There’s endless debate about what constitutes real-time data versus micro-batch versus batch processing. I used to think I understood real-time data—working with clients who needed data insertion within 2 minutes and were perfectly fine with data anomaly detection every 15-minute windows. But then we started working with an organization handling telemetry data, and that experience completely transformed my perspective about streaming.
This organization has a typical enterprise stack in place: Google Cloud, BigQuery, Cloud Run, Pub/Sub—the whole nine yards, which we very much get used to at Masthead. But here’s the real challenge: we’re talking about ingesting 30,000 events per table in BigQuery every single minute, totaling over 2 million events in 24 hours across dozens of tables. And here’s the critical part—they needed genuine real-time anomaly detection to identify issues within that same minute, whether it was duplicate data, dropped events, or a complete interruption in data ingestion.

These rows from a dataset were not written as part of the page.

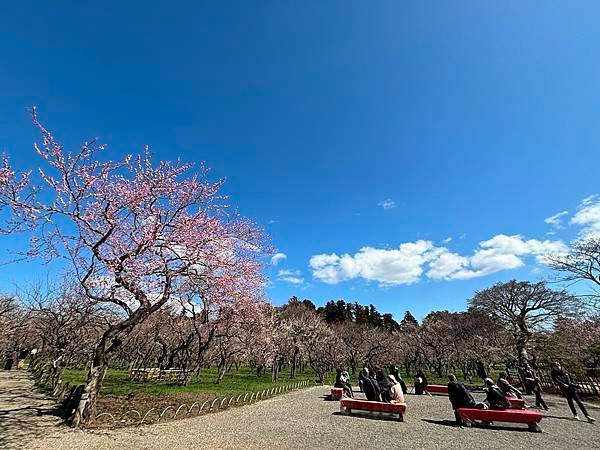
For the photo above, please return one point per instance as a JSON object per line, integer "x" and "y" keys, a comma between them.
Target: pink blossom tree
{"x": 138, "y": 236}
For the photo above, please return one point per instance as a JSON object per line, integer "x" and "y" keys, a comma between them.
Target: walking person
{"x": 532, "y": 384}
{"x": 569, "y": 389}
{"x": 9, "y": 359}
{"x": 459, "y": 397}
{"x": 420, "y": 383}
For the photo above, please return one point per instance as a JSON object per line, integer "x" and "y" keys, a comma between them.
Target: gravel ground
{"x": 303, "y": 419}
{"x": 25, "y": 414}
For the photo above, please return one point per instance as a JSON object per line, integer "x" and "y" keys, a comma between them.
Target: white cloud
{"x": 290, "y": 276}
{"x": 293, "y": 280}
{"x": 407, "y": 263}
{"x": 277, "y": 257}
{"x": 387, "y": 266}
{"x": 387, "y": 204}
{"x": 588, "y": 215}
{"x": 556, "y": 219}
{"x": 287, "y": 272}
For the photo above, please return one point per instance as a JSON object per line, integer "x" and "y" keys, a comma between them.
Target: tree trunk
{"x": 86, "y": 408}
{"x": 220, "y": 372}
{"x": 274, "y": 371}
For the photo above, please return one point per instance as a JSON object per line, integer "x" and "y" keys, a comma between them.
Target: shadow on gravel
{"x": 365, "y": 415}
{"x": 451, "y": 423}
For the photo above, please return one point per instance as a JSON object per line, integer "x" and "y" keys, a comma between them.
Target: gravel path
{"x": 302, "y": 419}
{"x": 25, "y": 414}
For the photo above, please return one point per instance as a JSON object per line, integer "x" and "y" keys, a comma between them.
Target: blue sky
{"x": 339, "y": 125}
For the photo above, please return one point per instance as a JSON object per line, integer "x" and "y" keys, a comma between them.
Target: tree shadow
{"x": 452, "y": 423}
{"x": 26, "y": 413}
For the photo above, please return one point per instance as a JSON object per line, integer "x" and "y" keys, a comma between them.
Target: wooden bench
{"x": 349, "y": 406}
{"x": 337, "y": 393}
{"x": 436, "y": 389}
{"x": 515, "y": 403}
{"x": 531, "y": 418}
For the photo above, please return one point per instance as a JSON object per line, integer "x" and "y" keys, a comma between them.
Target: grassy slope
{"x": 117, "y": 383}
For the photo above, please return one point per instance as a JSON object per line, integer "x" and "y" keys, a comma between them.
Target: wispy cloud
{"x": 277, "y": 257}
{"x": 556, "y": 219}
{"x": 387, "y": 204}
{"x": 588, "y": 216}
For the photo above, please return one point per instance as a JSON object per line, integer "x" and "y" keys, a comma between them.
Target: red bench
{"x": 516, "y": 403}
{"x": 349, "y": 406}
{"x": 436, "y": 389}
{"x": 531, "y": 418}
{"x": 337, "y": 393}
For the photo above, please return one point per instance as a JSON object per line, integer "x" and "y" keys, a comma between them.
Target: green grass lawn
{"x": 117, "y": 382}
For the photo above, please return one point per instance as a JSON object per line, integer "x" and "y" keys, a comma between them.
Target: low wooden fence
{"x": 586, "y": 385}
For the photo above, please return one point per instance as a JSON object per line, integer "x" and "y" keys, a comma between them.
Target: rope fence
{"x": 153, "y": 415}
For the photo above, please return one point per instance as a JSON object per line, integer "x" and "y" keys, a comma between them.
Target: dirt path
{"x": 25, "y": 414}
{"x": 302, "y": 419}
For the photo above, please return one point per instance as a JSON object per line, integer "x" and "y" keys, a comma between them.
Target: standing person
{"x": 9, "y": 359}
{"x": 494, "y": 398}
{"x": 399, "y": 379}
{"x": 420, "y": 383}
{"x": 345, "y": 378}
{"x": 459, "y": 397}
{"x": 569, "y": 389}
{"x": 532, "y": 384}
{"x": 396, "y": 394}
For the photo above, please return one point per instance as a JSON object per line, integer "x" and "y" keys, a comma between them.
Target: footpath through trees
{"x": 25, "y": 414}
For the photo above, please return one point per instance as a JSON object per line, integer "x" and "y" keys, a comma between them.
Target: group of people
{"x": 391, "y": 389}
{"x": 498, "y": 394}
{"x": 375, "y": 384}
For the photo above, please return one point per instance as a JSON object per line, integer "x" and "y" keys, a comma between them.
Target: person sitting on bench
{"x": 361, "y": 378}
{"x": 459, "y": 397}
{"x": 396, "y": 394}
{"x": 494, "y": 399}
{"x": 371, "y": 389}
{"x": 508, "y": 389}
{"x": 420, "y": 383}
{"x": 384, "y": 386}
{"x": 340, "y": 382}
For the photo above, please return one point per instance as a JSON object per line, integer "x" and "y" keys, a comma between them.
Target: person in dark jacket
{"x": 361, "y": 378}
{"x": 420, "y": 383}
{"x": 342, "y": 382}
{"x": 508, "y": 389}
{"x": 495, "y": 398}
{"x": 532, "y": 384}
{"x": 9, "y": 359}
{"x": 396, "y": 373}
{"x": 567, "y": 386}
{"x": 384, "y": 386}
{"x": 371, "y": 389}
{"x": 459, "y": 397}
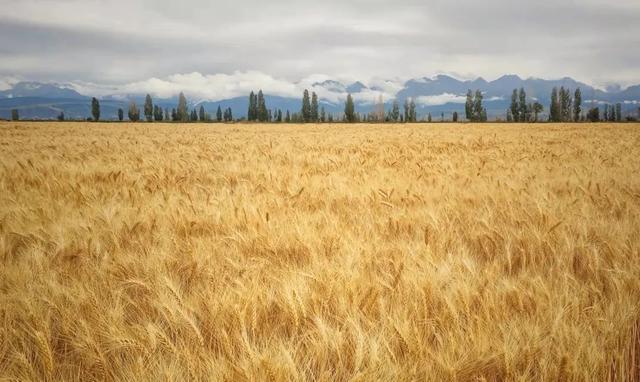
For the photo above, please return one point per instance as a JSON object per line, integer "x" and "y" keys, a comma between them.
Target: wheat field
{"x": 319, "y": 252}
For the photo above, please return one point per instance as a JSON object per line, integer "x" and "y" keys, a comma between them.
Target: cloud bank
{"x": 126, "y": 41}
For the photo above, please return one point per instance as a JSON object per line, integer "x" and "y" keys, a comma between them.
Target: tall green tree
{"x": 413, "y": 117}
{"x": 157, "y": 113}
{"x": 314, "y": 107}
{"x": 537, "y": 109}
{"x": 522, "y": 105}
{"x": 95, "y": 109}
{"x": 134, "y": 112}
{"x": 349, "y": 110}
{"x": 252, "y": 113}
{"x": 306, "y": 106}
{"x": 395, "y": 111}
{"x": 577, "y": 104}
{"x": 477, "y": 106}
{"x": 263, "y": 113}
{"x": 565, "y": 105}
{"x": 468, "y": 106}
{"x": 593, "y": 115}
{"x": 554, "y": 107}
{"x": 406, "y": 109}
{"x": 182, "y": 112}
{"x": 148, "y": 108}
{"x": 515, "y": 108}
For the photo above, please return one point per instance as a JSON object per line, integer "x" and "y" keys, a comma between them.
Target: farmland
{"x": 319, "y": 252}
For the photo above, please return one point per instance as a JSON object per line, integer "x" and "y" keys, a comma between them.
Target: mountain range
{"x": 437, "y": 95}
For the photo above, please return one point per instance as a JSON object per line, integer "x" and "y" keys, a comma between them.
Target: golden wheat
{"x": 333, "y": 252}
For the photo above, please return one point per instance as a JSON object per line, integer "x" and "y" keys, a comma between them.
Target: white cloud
{"x": 7, "y": 83}
{"x": 440, "y": 99}
{"x": 215, "y": 87}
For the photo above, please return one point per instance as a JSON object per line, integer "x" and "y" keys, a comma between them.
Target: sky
{"x": 220, "y": 48}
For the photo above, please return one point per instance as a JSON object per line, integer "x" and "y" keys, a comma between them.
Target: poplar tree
{"x": 406, "y": 110}
{"x": 314, "y": 107}
{"x": 395, "y": 111}
{"x": 134, "y": 112}
{"x": 477, "y": 106}
{"x": 412, "y": 111}
{"x": 468, "y": 106}
{"x": 262, "y": 112}
{"x": 577, "y": 103}
{"x": 182, "y": 113}
{"x": 522, "y": 105}
{"x": 554, "y": 109}
{"x": 306, "y": 106}
{"x": 95, "y": 109}
{"x": 252, "y": 113}
{"x": 515, "y": 108}
{"x": 349, "y": 110}
{"x": 148, "y": 108}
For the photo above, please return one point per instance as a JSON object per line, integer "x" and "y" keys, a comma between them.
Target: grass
{"x": 333, "y": 253}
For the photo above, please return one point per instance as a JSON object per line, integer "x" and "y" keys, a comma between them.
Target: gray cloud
{"x": 119, "y": 41}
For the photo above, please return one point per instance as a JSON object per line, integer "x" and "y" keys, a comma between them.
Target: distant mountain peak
{"x": 39, "y": 89}
{"x": 356, "y": 87}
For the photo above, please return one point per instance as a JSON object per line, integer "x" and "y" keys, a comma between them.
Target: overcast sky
{"x": 147, "y": 42}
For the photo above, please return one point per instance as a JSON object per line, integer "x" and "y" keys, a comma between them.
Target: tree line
{"x": 565, "y": 106}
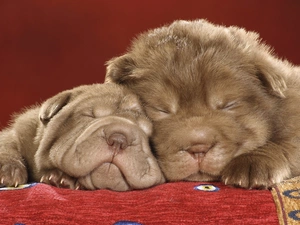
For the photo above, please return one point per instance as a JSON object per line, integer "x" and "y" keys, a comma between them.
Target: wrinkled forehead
{"x": 197, "y": 80}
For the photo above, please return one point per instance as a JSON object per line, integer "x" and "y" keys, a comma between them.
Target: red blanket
{"x": 172, "y": 203}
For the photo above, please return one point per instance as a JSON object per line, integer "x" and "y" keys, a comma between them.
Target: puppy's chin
{"x": 201, "y": 176}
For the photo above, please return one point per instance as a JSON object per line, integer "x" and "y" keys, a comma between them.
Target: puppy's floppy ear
{"x": 53, "y": 105}
{"x": 272, "y": 73}
{"x": 120, "y": 69}
{"x": 271, "y": 70}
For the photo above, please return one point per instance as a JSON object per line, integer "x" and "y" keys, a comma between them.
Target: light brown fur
{"x": 223, "y": 106}
{"x": 89, "y": 137}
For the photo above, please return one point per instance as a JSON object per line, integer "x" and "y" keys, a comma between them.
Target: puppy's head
{"x": 99, "y": 135}
{"x": 210, "y": 91}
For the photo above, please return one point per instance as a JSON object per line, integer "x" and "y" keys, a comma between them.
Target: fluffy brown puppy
{"x": 223, "y": 106}
{"x": 90, "y": 137}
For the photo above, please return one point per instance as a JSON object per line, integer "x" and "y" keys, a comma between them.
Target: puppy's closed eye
{"x": 231, "y": 105}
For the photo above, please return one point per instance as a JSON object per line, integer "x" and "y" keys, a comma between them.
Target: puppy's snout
{"x": 199, "y": 148}
{"x": 117, "y": 141}
{"x": 202, "y": 140}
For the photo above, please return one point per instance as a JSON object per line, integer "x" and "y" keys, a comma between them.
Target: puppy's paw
{"x": 254, "y": 172}
{"x": 57, "y": 178}
{"x": 12, "y": 172}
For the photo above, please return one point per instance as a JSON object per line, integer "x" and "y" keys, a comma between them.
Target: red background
{"x": 48, "y": 46}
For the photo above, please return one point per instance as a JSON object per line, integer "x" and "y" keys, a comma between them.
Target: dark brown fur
{"x": 223, "y": 106}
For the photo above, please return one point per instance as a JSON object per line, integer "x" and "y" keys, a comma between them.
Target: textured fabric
{"x": 287, "y": 199}
{"x": 172, "y": 203}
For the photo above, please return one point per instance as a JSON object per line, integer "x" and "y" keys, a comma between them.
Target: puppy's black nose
{"x": 117, "y": 141}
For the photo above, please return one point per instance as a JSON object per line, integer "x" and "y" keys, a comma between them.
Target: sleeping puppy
{"x": 223, "y": 106}
{"x": 90, "y": 137}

Sounds straightforward at first glance, right? But here’s the complexity: each table receives data every 20 seconds (give or take), and every single table has its own unique data patterns with different expected ranges. This meant we had to completely reimagine our algorithm to handle these much shorter intervals and adapt rapidly to new data patterns that were obviously much more agile and demanding compared to batch data insertion.
Now, you might say, “It’s just an algorithm—what’s the big deal?” But the real challenge wasn’t just the algorithm—it was the speed at which Masthead needed to receive and process and visualize the data. The only reason we could support this client’s needs was Masthead’s unique architecture. Real-time anomaly detection requires understanding data behavior patterns as they happen, not minutes later. This is where Masthead shines: we built it more like traditional software observability tools that are triggered by logs.
This approach enables us to deliver streaming pipeline anomaly detection that can actually keep up with intensive telemetry data streams. Consider this: it’s virtually impossible to maintain the necessary speed of anomaly detection with SQL-first data observability tools that query data from INFORMATION_SCHEMA to understand ingestion rates—it simply won’t work for real-time operations.
The best part? The algorithm works completely automatically. Clients don’t need to provide any expected thresholds—we extract all necessary data directly from the logs. And we deliver results within just 5-6 minutes of the streaming pipeline starting to run: automatically identifying the thresholds and sending alerts to Slack if inserted data is out of range.
All in all, for the data team that builds and supports this large scale of data ingestion, it was important to know exactly what failed to be able to troubleshoot it in a timely manner. Otherwise, they would need to spend additional time fetching the data after the streaming event, which is not always possible. Moreover, dealing with the reingestion of streaming data is not a trivial task, as it often causes additional work of ensuring there are no duplicates and no missing data.
Another crucial consideration is visualization and troubleshooting—after all, building a UI that can smoothly handle thousands of events isn’t trivial. Even the most sophisticated algorithm loses value if we can’t communicate its insights clearly and effectively to clients. That’s why we developed dynamic visualizations showing raw data insertion, displaying both individual data points and aggregated values at each step. This helps data teams spot anomalies in real time, prevent potential issues, and maintain robust data reliability.

In conclusion, if your team has ever been stuck troubleshooting incorrect streaming data insertions (and let’s face it, who hasn’t?), we can ensure that never happens again.
No more valuable time lost building monitoring systems or wrestling with data reprocessing—which we all know can be a significant operational challenge.